I would like to know if we can do Anatomically constrained tractography (ACT) for non-brain tissue i.e. muscles of leg.
I have the T1 scan, segmented muscles and tendons mask and have already coregistered them to the diffusion data. But I don’t know how can I proceed with the ACT such that the boundary of the tendon and muscle can be used as seed/end for fiber tracking in the respective muscle. The -act in the tckgen command requires the 5TT format image file. Can any one guide me how to generate the input 5TT image file incase of non-brain data.
I gave those authors some advice at the time regarding generation of a 5TT image, but don’t know if they ended up writing a command fit for wider distribution.
The format is ultimately pretty simple. The format is described here. With data coming from some other source, it’s likely just a matter of concatenating 3D images in the correct order. I can’t really give more detailed instructions than that for non-brain data generally because it’s so context-specific. I can only recapitulate that it’s not strictly necessary that there be correspondence between the description of the tissues and the descriptions ascribed to the format; it’s just about controlling which priors are applied to the streamlines at each location.
I am one of the authors on the paper you mentioned and I can give further details on how we implemented the ACT framework for fascicle reconstructions in skeletal muscle.
As you mentioned, to use the ACT framework you need to create a 5tt mask, which for brain tractography consists of masks for white matter, gray matter, csf, etc. For muscle DTI we can use muscle and aponeurosis masks instead. In our case, we created a “white matter” mask by subtracting the binary aponeurosis mask (let’s call this image “a”) from the binary muscle mask (“m”): wm = m - a. We actually used the “not” and “and” operators to ensure that the white-matter mask only had positive values.
mrcalc m.mif a.mif -not -and wm.mif
This will create the mask wm.mif in which tracts are allowed to propagate.
As a grey matter mask, we used the inverted white-matter mask: gm = 1 - wm, or:
mrcalc 1 wm.mif -sub gm.mif
This will create the mask gm.mif. Tracts that enter this region will be terminated.

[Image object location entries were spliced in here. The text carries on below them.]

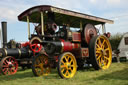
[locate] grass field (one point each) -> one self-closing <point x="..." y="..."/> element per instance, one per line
<point x="117" y="74"/>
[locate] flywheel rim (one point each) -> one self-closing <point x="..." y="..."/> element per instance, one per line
<point x="103" y="52"/>
<point x="67" y="65"/>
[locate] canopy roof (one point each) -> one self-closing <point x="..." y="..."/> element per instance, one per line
<point x="62" y="16"/>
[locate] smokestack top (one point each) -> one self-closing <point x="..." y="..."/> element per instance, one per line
<point x="4" y="33"/>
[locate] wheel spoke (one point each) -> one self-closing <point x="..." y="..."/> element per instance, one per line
<point x="99" y="57"/>
<point x="97" y="45"/>
<point x="99" y="42"/>
<point x="62" y="70"/>
<point x="102" y="43"/>
<point x="107" y="49"/>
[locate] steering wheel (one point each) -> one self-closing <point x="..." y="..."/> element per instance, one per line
<point x="36" y="47"/>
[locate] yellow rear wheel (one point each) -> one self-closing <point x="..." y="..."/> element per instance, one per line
<point x="40" y="65"/>
<point x="67" y="65"/>
<point x="100" y="52"/>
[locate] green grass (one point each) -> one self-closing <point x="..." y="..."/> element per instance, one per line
<point x="117" y="74"/>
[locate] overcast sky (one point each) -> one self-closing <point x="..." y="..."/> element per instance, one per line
<point x="116" y="10"/>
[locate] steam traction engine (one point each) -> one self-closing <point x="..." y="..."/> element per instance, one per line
<point x="65" y="39"/>
<point x="13" y="54"/>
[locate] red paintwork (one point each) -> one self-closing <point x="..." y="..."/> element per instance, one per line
<point x="76" y="36"/>
<point x="34" y="47"/>
<point x="6" y="69"/>
<point x="85" y="52"/>
<point x="68" y="46"/>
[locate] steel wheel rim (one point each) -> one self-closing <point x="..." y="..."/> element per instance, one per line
<point x="41" y="65"/>
<point x="103" y="52"/>
<point x="9" y="66"/>
<point x="68" y="66"/>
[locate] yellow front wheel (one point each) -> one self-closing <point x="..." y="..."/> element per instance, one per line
<point x="40" y="65"/>
<point x="100" y="52"/>
<point x="67" y="65"/>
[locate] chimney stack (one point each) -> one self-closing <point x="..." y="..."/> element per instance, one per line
<point x="4" y="34"/>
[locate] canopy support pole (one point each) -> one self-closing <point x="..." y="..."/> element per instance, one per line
<point x="28" y="27"/>
<point x="42" y="23"/>
<point x="81" y="25"/>
<point x="103" y="28"/>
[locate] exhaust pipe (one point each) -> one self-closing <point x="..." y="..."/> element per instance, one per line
<point x="4" y="34"/>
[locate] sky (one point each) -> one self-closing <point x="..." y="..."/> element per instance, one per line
<point x="116" y="10"/>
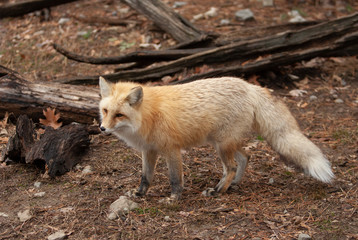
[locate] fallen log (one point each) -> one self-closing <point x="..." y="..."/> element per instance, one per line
<point x="138" y="56"/>
<point x="19" y="96"/>
<point x="324" y="34"/>
<point x="166" y="19"/>
<point x="346" y="46"/>
<point x="21" y="8"/>
<point x="58" y="149"/>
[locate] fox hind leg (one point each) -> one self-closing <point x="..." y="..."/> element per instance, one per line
<point x="241" y="160"/>
<point x="149" y="159"/>
<point x="227" y="156"/>
<point x="175" y="167"/>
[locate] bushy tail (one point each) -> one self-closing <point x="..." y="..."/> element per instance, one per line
<point x="277" y="125"/>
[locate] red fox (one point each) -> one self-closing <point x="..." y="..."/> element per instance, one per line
<point x="221" y="111"/>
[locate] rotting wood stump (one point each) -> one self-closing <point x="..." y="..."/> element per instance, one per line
<point x="58" y="149"/>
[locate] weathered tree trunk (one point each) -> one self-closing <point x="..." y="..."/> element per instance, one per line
<point x="59" y="149"/>
<point x="139" y="56"/>
<point x="166" y="19"/>
<point x="76" y="103"/>
<point x="324" y="36"/>
<point x="21" y="8"/>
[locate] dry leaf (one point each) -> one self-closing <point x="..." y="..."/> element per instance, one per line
<point x="51" y="118"/>
<point x="4" y="121"/>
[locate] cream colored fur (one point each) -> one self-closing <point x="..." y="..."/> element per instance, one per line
<point x="221" y="111"/>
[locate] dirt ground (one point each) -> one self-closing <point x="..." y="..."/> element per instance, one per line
<point x="273" y="201"/>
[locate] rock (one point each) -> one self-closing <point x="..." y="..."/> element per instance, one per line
<point x="224" y="22"/>
<point x="178" y="4"/>
<point x="338" y="100"/>
<point x="82" y="33"/>
<point x="297" y="92"/>
<point x="63" y="20"/>
<point x="121" y="206"/>
<point x="313" y="98"/>
<point x="87" y="170"/>
<point x="244" y="15"/>
<point x="3" y="214"/>
<point x="3" y="132"/>
<point x="66" y="209"/>
<point x="24" y="215"/>
<point x="57" y="236"/>
<point x="211" y="13"/>
<point x="304" y="236"/>
<point x="39" y="194"/>
<point x="296" y="17"/>
<point x="267" y="3"/>
<point x="198" y="16"/>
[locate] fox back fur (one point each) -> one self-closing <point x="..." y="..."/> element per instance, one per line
<point x="221" y="111"/>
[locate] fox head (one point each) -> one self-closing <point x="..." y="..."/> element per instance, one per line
<point x="119" y="106"/>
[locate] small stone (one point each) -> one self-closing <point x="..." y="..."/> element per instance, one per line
<point x="123" y="10"/>
<point x="244" y="15"/>
<point x="39" y="194"/>
<point x="3" y="132"/>
<point x="267" y="3"/>
<point x="179" y="4"/>
<point x="3" y="214"/>
<point x="211" y="13"/>
<point x="87" y="170"/>
<point x="37" y="184"/>
<point x="304" y="236"/>
<point x="82" y="33"/>
<point x="198" y="17"/>
<point x="297" y="92"/>
<point x="57" y="236"/>
<point x="66" y="209"/>
<point x="121" y="206"/>
<point x="224" y="22"/>
<point x="313" y="98"/>
<point x="296" y="17"/>
<point x="24" y="215"/>
<point x="63" y="20"/>
<point x="271" y="181"/>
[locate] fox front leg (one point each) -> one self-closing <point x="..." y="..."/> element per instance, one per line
<point x="149" y="159"/>
<point x="175" y="168"/>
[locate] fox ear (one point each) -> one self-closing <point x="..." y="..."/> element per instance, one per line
<point x="105" y="87"/>
<point x="135" y="96"/>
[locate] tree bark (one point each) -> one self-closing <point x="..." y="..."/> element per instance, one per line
<point x="318" y="36"/>
<point x="166" y="19"/>
<point x="75" y="103"/>
<point x="59" y="149"/>
<point x="21" y="8"/>
<point x="138" y="56"/>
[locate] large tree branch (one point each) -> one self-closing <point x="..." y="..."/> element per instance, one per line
<point x="76" y="103"/>
<point x="324" y="34"/>
<point x="166" y="19"/>
<point x="21" y="8"/>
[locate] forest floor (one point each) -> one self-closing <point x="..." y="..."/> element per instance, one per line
<point x="273" y="201"/>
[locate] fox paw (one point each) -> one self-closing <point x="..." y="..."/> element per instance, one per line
<point x="209" y="192"/>
<point x="170" y="200"/>
<point x="133" y="193"/>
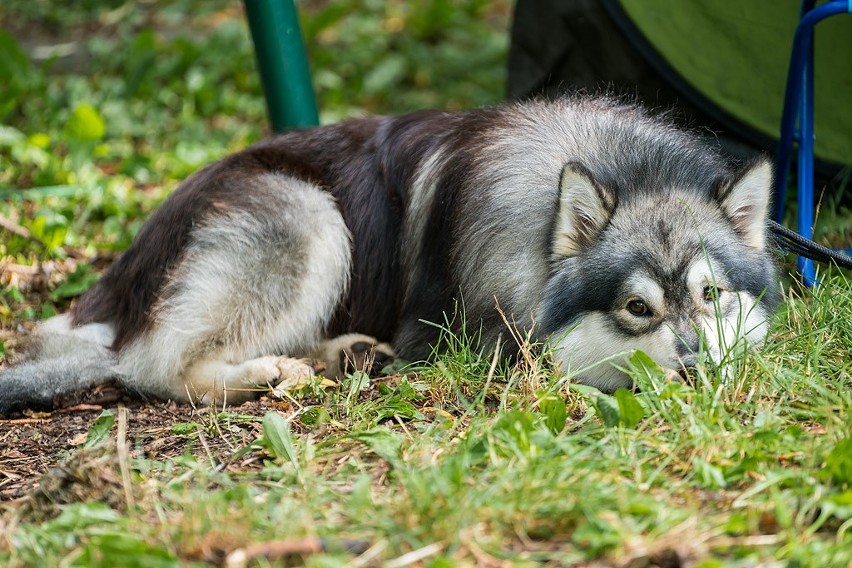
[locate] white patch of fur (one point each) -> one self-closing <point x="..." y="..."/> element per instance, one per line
<point x="212" y="380"/>
<point x="747" y="203"/>
<point x="216" y="315"/>
<point x="593" y="350"/>
<point x="420" y="205"/>
<point x="100" y="333"/>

We didn’t use any other masks so we filled the 5tt mask with empty (zero-filled or “zero”) masks of the same dimensions. Here’s one way of creating those:
mrcalc wm.mif 0 -lt zero.mif
We then concatenated them together into a 5tt mask as follows:
mrcat gm.mif zero.mif wm.mif zero.mif zero_img.mif 5tt_mask.mif -datatype float32
You can use 5ttcheck to make sure the mask is setup correctly for ACT.
5ttcheck 5tt_mask.mif
If all is good, you can use the MRtrix tractography commands with the “-act 5tt_mask.mif” option. We used the deterministic algorithm (-algorithm Tensor_Det) with the white-matter mask as a seed region (-seed wm.mif).